Training Stability Analysis
RSPO maintains higher token entropy during training, preserving expert diversity and preventing premature collapse. The ratio of non-shifted routing increases as training progresses, indicating that the policy naturally aligns with prior routing decisions and reduces the need for shift corrections.

Figure 4: Entropy during training, showing that RSPO preserves higher token entropy and expert diversity compared to baselines.
Implications and Future Directions
RSPO provides a principled solution to the instability of RL in MoE models by explicitly accounting for router shift and leveraging geometric mean aggregation. This approach enables reliable deployment of large-scale expert models for complex reasoning tasks. The findings suggest that router-aware reweighting is essential for stable off-policy RL in sparse architectures, and that geometric mean aggregation should be preferred over arithmetic mean for IS ratios.
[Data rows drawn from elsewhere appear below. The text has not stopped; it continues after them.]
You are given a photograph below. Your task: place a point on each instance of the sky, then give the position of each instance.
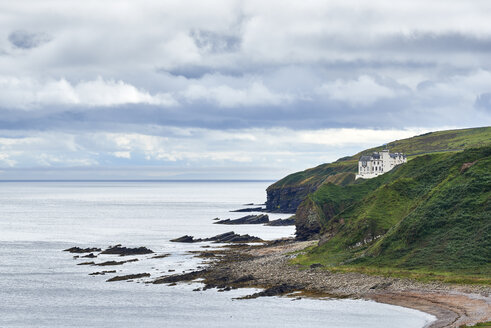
(230, 89)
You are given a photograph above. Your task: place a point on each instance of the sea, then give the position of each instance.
(42, 286)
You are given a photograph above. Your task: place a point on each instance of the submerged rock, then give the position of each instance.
(129, 276)
(282, 222)
(82, 250)
(90, 256)
(250, 209)
(185, 239)
(227, 237)
(107, 263)
(124, 251)
(248, 219)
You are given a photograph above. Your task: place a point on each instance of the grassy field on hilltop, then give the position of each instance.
(426, 143)
(429, 218)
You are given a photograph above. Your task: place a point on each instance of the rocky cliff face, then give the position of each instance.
(287, 199)
(308, 220)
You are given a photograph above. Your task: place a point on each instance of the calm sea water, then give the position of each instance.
(41, 286)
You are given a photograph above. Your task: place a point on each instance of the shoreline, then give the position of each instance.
(267, 267)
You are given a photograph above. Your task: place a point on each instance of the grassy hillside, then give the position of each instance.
(286, 194)
(431, 215)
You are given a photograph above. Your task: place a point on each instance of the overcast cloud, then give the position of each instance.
(228, 88)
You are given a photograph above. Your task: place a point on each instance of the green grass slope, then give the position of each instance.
(288, 192)
(432, 214)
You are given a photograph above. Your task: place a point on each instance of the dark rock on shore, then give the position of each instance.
(274, 291)
(185, 239)
(107, 263)
(250, 209)
(248, 219)
(316, 265)
(82, 250)
(180, 277)
(129, 276)
(307, 220)
(124, 251)
(101, 273)
(232, 237)
(228, 237)
(286, 199)
(90, 256)
(282, 222)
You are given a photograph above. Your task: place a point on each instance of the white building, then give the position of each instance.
(378, 163)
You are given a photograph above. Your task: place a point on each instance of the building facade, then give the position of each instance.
(378, 163)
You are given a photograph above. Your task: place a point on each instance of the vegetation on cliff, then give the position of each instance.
(287, 194)
(431, 215)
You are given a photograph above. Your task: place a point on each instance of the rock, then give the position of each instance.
(82, 250)
(466, 166)
(308, 220)
(115, 262)
(250, 209)
(124, 251)
(129, 276)
(382, 285)
(232, 237)
(90, 256)
(228, 237)
(282, 222)
(249, 219)
(185, 239)
(180, 277)
(243, 279)
(102, 273)
(274, 291)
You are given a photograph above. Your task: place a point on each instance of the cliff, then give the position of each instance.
(432, 213)
(287, 194)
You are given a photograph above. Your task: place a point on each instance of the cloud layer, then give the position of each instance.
(75, 70)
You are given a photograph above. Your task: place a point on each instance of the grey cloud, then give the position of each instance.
(27, 40)
(483, 101)
(214, 42)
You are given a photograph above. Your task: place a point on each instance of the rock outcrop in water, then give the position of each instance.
(250, 209)
(282, 222)
(124, 251)
(79, 250)
(129, 277)
(249, 219)
(228, 237)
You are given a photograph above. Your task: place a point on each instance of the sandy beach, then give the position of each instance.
(268, 267)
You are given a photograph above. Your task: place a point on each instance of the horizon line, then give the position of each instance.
(137, 180)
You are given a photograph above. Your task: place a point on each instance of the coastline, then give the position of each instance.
(267, 266)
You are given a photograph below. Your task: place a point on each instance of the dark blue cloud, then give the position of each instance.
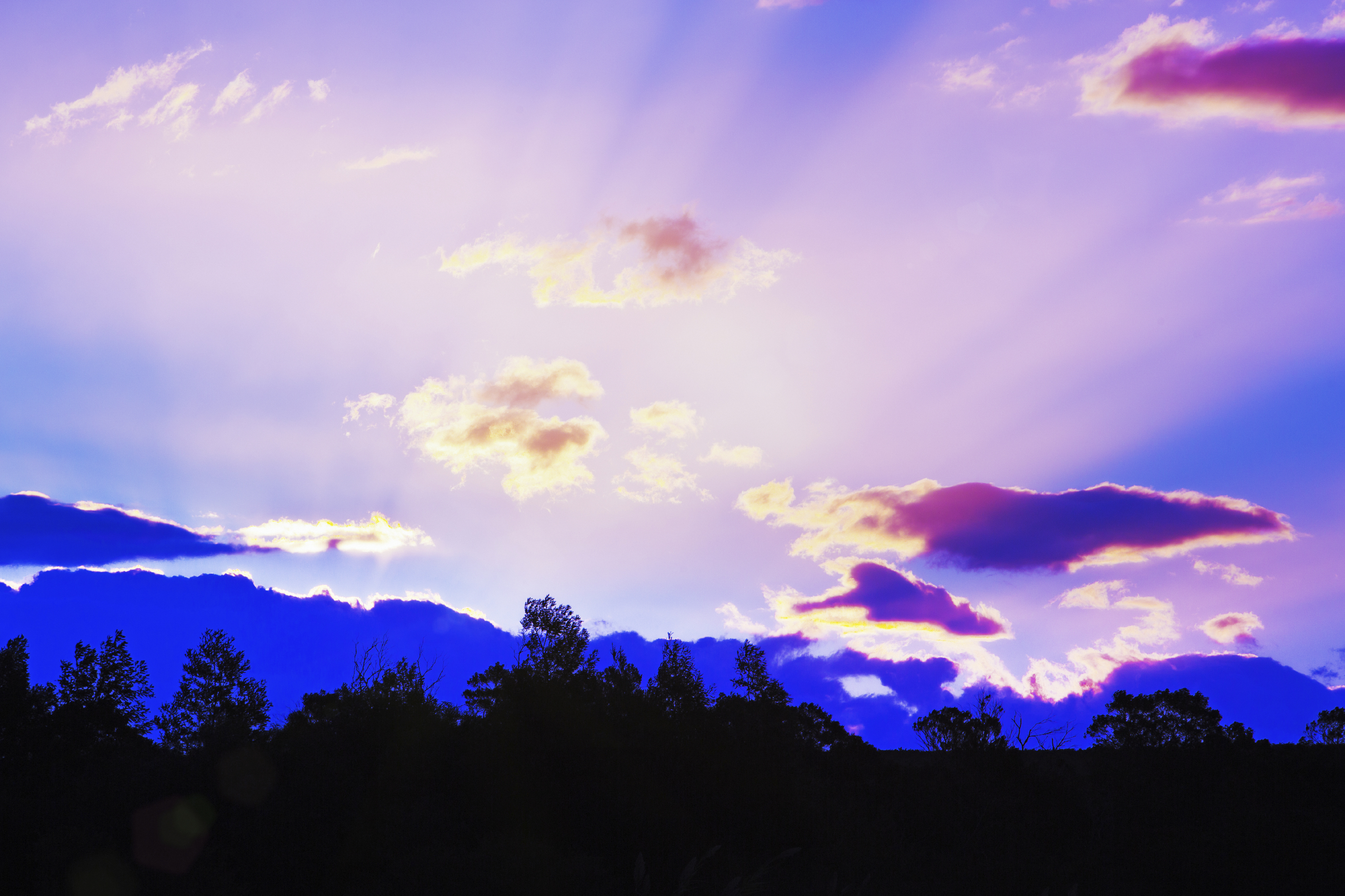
(40, 532)
(296, 645)
(301, 645)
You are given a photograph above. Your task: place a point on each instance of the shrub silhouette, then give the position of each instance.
(1328, 728)
(953, 728)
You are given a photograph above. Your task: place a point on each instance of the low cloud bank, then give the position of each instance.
(40, 532)
(299, 645)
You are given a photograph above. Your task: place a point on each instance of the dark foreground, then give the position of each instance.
(405, 810)
(557, 777)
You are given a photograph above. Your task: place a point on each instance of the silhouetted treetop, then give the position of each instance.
(1164, 719)
(215, 701)
(1328, 728)
(678, 688)
(106, 689)
(754, 680)
(555, 641)
(953, 728)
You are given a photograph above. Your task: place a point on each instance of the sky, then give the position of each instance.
(934, 346)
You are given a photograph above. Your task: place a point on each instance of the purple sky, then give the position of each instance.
(936, 345)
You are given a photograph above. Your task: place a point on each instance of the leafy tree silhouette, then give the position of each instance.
(215, 701)
(103, 692)
(22, 704)
(678, 688)
(754, 680)
(1328, 728)
(1164, 719)
(953, 728)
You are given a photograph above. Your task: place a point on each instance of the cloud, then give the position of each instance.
(677, 261)
(234, 92)
(40, 532)
(371, 401)
(672, 419)
(969, 74)
(1086, 668)
(1233, 629)
(736, 456)
(522, 383)
(983, 526)
(1271, 201)
(109, 100)
(174, 107)
(1229, 572)
(885, 597)
(268, 102)
(658, 478)
(1091, 597)
(299, 537)
(298, 644)
(447, 424)
(1175, 70)
(390, 158)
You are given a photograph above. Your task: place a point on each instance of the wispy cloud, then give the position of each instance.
(390, 158)
(678, 261)
(1087, 668)
(268, 102)
(1229, 572)
(657, 479)
(969, 74)
(736, 456)
(234, 92)
(672, 419)
(1233, 629)
(109, 100)
(298, 537)
(448, 423)
(1273, 199)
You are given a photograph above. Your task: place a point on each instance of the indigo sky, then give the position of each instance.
(934, 345)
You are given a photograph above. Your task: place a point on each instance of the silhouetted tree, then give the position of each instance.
(21, 703)
(953, 728)
(377, 691)
(555, 654)
(678, 688)
(1164, 719)
(1328, 728)
(754, 680)
(215, 701)
(103, 692)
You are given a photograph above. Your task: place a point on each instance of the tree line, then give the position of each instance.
(556, 775)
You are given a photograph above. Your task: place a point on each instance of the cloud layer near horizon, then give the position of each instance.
(163, 615)
(983, 526)
(40, 532)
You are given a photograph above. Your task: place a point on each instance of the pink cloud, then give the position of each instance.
(888, 595)
(1233, 629)
(983, 526)
(679, 248)
(1175, 70)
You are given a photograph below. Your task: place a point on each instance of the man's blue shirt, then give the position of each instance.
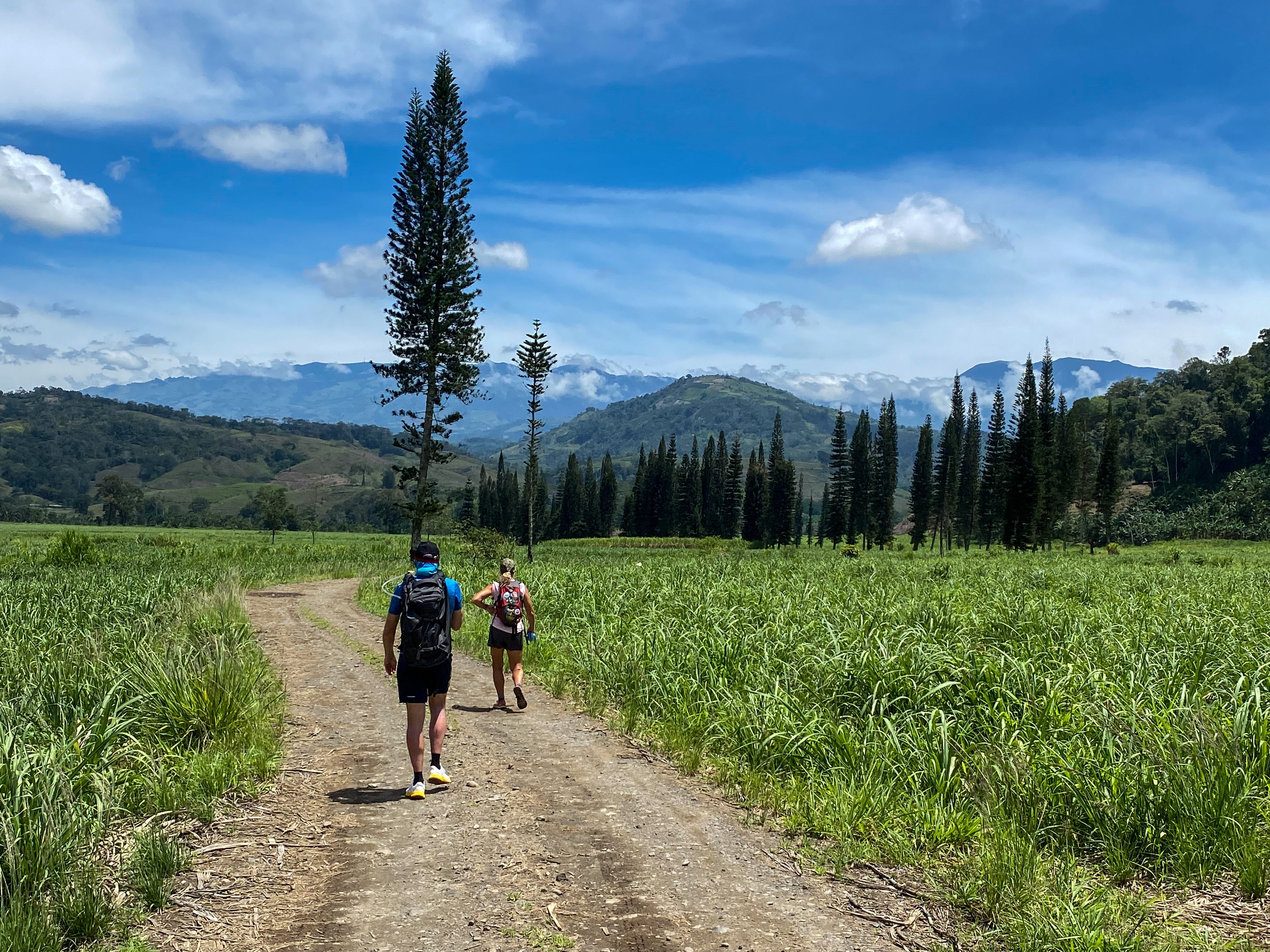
(423, 572)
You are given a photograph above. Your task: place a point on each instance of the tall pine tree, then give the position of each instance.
(861, 478)
(534, 360)
(1048, 503)
(1023, 490)
(752, 516)
(948, 466)
(838, 506)
(886, 474)
(690, 494)
(996, 469)
(1109, 482)
(779, 502)
(608, 496)
(968, 478)
(735, 490)
(923, 488)
(431, 263)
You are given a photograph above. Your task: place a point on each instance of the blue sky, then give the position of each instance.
(806, 192)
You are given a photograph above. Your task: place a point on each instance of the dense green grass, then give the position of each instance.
(130, 685)
(1033, 728)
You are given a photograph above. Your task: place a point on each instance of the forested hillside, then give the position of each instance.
(1201, 439)
(63, 454)
(700, 408)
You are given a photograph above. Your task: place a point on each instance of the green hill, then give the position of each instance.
(56, 445)
(701, 407)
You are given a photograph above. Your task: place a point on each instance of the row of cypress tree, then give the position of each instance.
(713, 493)
(1033, 474)
(583, 506)
(859, 499)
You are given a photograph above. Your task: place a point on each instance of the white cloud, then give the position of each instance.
(120, 168)
(270, 148)
(36, 195)
(1088, 380)
(921, 224)
(774, 313)
(1184, 306)
(359, 269)
(505, 254)
(211, 60)
(14, 353)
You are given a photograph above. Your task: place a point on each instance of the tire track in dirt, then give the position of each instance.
(549, 822)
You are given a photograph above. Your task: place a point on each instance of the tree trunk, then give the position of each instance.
(421, 499)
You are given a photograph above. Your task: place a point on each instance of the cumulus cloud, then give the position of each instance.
(36, 195)
(25, 353)
(1184, 306)
(1088, 379)
(774, 313)
(120, 168)
(270, 148)
(921, 224)
(358, 269)
(505, 254)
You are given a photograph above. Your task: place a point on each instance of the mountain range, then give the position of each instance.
(351, 393)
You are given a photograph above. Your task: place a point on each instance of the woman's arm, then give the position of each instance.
(482, 598)
(529, 610)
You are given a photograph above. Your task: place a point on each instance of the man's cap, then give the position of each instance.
(426, 552)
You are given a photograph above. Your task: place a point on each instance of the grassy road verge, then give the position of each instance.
(1052, 737)
(130, 685)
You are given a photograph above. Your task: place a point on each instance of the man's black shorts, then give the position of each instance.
(506, 640)
(417, 685)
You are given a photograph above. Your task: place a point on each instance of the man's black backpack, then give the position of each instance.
(425, 620)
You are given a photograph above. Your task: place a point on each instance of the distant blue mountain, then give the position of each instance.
(351, 393)
(1074, 376)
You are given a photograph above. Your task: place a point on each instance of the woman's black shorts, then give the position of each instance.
(417, 685)
(506, 640)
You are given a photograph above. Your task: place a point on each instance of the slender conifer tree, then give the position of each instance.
(923, 485)
(838, 506)
(861, 478)
(968, 478)
(996, 465)
(431, 262)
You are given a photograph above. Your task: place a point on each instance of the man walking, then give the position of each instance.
(428, 607)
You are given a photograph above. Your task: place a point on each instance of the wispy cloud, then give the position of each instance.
(358, 269)
(1184, 306)
(921, 224)
(775, 313)
(267, 146)
(503, 254)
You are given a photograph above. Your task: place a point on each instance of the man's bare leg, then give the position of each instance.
(416, 717)
(438, 734)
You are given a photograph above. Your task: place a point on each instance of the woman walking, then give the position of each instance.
(511, 610)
Future research may explore adaptive mechanisms for router shift ratio computation, integration with differentiable routing techniques, and extension to multimodal or hierarchical MoE architectures. Understanding the interplay between routing dynamics, gradient variance, and RL credit assignment remains an open direction, with potential impact on scaling LLMs to even larger capacities.
Conclusion
RSPO stabilizes RL training for MoE models by combining sequence-level importance sampling with router shift-aware reweighting, outperforming existing baselines in both stability and effectiveness. The method maintains high token entropy, mitigates reward collapse, and generalizes across tasks and algorithms. RSPO represents a significant advance in RL algorithmic design for sparse expert architectures, facilitating robust and efficient training of large-scale reasoning models.